Always Mine (Love in Eden 1) - Page 55

Ronny chuckled and winked as he said, "Yeah, he knew about it."

My heart sank in my chest as I took in his meaning. I didn't want to believe Ronny's words, but the man had no reason to lie.

"Like I said, he was real grateful."

I felt like I was going to vomit, because there was no mistaking Ronny’s insinuation. I felt numb as I somehow managed to put the nozzle back and closed up the tank. The idea that my father had paid Ronny and some other kids to beat Xavier up had bile creeping up the back of my throat. I hadn't seen Xavier after that night at the barn, so I had no way of knowing if he’d been injured or not. But the idea that my father could've taken revenge on someone like that…

I heard Ronny say his goodbyes to me as I returned to the car, but I ignored him. My hands shook as I searched out my cell phone and dialed my mother's number. Her voicemail picked up, but I didn’t leave a message. My whole body shook as I considered that the man I'd been trying to be like for so long was capable of inciting such a cold and violent act. My father had always been hard on me and I’d never considered him to be a loving man, but to know that he’d had a sixteen-year-old kid beaten up—that he’d paid to have it done—was beyond my comprehension. He'd been a hard-ass, but he’d never been violent with me and I'd never once thought he'd raise a hand against me.

But he had raised his hand against Xavier. If he had that kind of lust for vengeance somewhere inside of him, then what else was in there? I tried to reason through that maybe it had been a heat-of-the-moment kind of thing, but knowing what I did about the man, he wasn't the impulsive type. He was a strategic businessman. He planned, he manipulated, he bent others to his will. But he didn't fly off the handle. He was way too cold for that.

My head began to pound as I started driving through town. What else had I missed? Xavier had been sent to prison at the age of sixteen. He'd been subjected to a revenge beating orchestrated by my own father. His mother had mentioned my father ruining their lives, but it had been the other way around.

Right?

It was Xavier who'd ruined everyone's lives.

"Right?" I whispered.

It was one of those fucking gray areas that I hated, that I didn't understand. I found myself reaching for my phone again, but instead of dialing my mother’s number, I hit a different speed dial button. My assistant, Jules, picked up on the first ring. I’d dialed his cell phone, so instead of answering with a professional tone and the name of the office, he used his normal, slightly higher than average pitched voice. "Please tell me you’ve found me a cowboy of my very own," he drawled when he answered.

Jules was one of the few people who knew I was gay. It was pretty much the only thing we had in common. Whereas I was reserved and hid who I was from everyone, Jules was flamboyant and unabashed about his personal life. The only time he ever toned it down was when he was at the office. Even then, he had a tendency to wear a hint of makeup, and his dress shirts and socks were usually some flashy color that stood out among the more sedately dressed businessmen and women who worked for my father. I’d had to protect Jules on more than one occasion from my father's distaste, but fortunately, he usually just ignored Jules and dismissed him as a "weirdo."

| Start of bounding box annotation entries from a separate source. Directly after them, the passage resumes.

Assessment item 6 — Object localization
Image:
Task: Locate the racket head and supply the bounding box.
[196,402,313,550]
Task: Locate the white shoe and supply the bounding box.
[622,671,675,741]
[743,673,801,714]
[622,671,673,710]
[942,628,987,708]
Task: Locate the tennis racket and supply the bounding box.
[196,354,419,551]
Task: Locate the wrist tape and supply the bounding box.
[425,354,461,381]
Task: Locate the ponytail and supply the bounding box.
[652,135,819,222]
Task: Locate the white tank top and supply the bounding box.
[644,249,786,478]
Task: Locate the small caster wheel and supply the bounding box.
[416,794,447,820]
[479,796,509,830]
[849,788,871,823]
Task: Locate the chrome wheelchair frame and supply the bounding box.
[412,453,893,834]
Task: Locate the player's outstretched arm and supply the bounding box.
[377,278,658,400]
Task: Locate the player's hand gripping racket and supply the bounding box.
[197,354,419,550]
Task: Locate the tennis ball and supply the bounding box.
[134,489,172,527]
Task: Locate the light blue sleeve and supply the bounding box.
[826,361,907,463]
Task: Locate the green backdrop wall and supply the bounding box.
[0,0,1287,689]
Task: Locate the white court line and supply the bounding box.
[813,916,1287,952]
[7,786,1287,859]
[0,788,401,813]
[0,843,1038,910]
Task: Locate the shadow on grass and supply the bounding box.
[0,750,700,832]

I almost told Jules that I’d found myself the most amazing cowboy, but I managed to keep my mouth shut about that because it wasn’t really true. All I’d managed to find was a cowboy who was an amazing fuck. That wasn't something I particularly wanted to brag about. Especially considering how the last fuck had ended.

"Still looking," I murmured.

"Okay, what's wrong?" Jules said, his voice going all serious. He was as close to a best friend as I'd ever had. I didn't call him that because I wasn't very good at being friends with anyone, but I'd always liked it when he’d referred to me as his bestie. Jules was also someone I didn't feel the need to hide from all the time. He was as emotional, if not more so, than me. He was someone who was very dramatic and over the top, and I loved him for it. He'd never been ashamed to be exactly who he was. And he'd always encouraged me to drop the walls I’d built up, the ones I hid behind every day.